只是片刻之后他发出一声叹息,低吟道:“清风虽细难吹我,明月何尝不照人?”
影娘自是不明白“清风、明月”这两句诗,暗含讥刺满清,怀念前明之意,只当是祖父在思念故友。
却不多时从外头进来一队清兵,将他们统统带走,囚禁在牢里,一夜之间温馨祥和的家便人去楼空,只剩满地凄凉的落叶。
自此之后她便沦落到教坊司,做了那毫无尊严的卖笑生意。
冰冷晶莹的泪珠从脸颊滑落,影娘抢过酒壶又喝了一口,
阿蘅见她神情比之前还要凄婉,劝慰道:“举杯消愁愁更愁。
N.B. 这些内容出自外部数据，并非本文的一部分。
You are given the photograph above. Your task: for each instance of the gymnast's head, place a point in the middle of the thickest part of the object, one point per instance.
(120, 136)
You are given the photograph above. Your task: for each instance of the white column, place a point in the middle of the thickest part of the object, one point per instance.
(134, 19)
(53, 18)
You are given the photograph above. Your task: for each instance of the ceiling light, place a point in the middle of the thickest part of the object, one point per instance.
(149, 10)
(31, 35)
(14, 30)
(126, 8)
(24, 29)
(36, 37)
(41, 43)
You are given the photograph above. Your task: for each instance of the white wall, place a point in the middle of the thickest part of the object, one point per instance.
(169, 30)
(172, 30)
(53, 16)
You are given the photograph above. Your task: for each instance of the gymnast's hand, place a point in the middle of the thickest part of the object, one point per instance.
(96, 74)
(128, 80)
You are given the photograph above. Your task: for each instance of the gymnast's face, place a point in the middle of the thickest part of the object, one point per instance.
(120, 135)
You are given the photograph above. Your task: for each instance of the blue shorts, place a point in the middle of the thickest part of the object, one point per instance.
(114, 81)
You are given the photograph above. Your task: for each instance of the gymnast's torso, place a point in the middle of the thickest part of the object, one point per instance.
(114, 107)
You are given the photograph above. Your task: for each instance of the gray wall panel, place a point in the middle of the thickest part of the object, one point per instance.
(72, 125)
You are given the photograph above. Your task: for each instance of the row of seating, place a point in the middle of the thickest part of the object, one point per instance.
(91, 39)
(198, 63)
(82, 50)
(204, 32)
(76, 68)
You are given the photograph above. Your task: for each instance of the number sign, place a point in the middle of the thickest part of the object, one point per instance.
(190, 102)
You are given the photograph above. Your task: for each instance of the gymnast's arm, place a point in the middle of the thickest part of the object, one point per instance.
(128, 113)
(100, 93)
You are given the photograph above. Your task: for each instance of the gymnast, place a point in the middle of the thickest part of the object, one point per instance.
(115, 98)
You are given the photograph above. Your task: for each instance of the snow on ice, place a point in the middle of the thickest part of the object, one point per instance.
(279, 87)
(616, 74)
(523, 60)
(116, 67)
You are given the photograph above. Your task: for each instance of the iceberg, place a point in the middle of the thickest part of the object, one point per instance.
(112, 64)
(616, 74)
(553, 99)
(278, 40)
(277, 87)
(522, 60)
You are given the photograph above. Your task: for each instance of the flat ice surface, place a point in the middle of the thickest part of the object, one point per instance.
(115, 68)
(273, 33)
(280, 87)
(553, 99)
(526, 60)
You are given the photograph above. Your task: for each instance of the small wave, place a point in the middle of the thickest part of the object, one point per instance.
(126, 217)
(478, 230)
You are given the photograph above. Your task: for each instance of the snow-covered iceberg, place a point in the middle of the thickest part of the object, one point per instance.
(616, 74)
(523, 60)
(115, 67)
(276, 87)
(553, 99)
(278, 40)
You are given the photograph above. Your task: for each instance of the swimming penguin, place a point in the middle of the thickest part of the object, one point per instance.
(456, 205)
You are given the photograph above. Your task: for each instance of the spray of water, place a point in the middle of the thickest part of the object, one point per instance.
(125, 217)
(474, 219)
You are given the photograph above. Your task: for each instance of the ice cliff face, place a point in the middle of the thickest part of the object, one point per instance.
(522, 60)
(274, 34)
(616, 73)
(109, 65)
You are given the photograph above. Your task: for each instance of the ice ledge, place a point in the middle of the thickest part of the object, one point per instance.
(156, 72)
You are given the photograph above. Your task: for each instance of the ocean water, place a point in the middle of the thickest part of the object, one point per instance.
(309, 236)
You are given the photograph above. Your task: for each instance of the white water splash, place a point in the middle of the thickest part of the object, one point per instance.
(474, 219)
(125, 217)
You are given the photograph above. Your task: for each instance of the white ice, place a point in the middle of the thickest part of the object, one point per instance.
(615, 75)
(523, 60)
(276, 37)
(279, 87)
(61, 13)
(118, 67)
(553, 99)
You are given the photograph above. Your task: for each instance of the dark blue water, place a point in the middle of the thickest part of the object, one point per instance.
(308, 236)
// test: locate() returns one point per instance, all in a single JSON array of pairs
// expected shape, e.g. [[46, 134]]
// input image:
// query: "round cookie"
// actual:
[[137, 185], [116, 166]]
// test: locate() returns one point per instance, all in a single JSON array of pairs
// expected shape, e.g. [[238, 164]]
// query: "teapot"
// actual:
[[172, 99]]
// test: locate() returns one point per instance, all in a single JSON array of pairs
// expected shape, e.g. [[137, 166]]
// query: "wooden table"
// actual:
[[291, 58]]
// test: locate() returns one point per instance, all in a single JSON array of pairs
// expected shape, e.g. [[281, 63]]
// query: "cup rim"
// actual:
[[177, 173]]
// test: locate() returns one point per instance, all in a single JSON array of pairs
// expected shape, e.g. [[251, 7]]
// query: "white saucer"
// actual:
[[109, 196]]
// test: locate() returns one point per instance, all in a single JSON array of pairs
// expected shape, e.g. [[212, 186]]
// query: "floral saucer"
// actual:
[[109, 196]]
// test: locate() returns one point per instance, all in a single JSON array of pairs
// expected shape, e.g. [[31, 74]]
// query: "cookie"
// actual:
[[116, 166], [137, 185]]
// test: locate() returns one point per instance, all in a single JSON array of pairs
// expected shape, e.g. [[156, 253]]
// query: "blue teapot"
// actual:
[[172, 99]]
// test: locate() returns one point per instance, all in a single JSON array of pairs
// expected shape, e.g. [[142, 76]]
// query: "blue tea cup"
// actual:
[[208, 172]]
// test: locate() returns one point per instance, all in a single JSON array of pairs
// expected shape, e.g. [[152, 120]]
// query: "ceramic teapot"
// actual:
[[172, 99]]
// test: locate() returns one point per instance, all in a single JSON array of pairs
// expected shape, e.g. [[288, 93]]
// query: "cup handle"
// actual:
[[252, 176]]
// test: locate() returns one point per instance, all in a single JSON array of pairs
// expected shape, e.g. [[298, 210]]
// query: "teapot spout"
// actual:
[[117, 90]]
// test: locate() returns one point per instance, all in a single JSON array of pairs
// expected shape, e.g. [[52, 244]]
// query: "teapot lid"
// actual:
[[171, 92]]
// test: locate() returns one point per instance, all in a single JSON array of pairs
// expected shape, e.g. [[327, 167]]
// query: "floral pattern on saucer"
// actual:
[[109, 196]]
”
影娘见这丫头出口成章,跟她的荒诞行迹倒是不同,心中更生出维护之意,这世间能少一个“影娘”便少一份悲戚。
于是说道:“小丫头,想不想离开群玉坊?”
阿蘅眼前一亮,说道:“你有办法?”
“过几日就是群玉坊一年一度选花魁的日子,到时这楼里高鹏满座,你趁乱逃出去,”影娘晃了一下身子,几口冷酒下肚,头微微眩晕。
“行得通吗?”阿蘅狐疑地瞅着她。
“我去问钱妈妈把你要过来做贴身侍婢,你借机去把卖身契偷出来,就在她闺房梨木衣柜的夹层中。”
“既然你已经知道卖身契在哪里?为什么自己不走?”
“我一个风尘女子,又可以去哪里?凭什么安身立命。名声没了,清誉毁了,又要哪个男人肯娶我这样的人为妻为妾。”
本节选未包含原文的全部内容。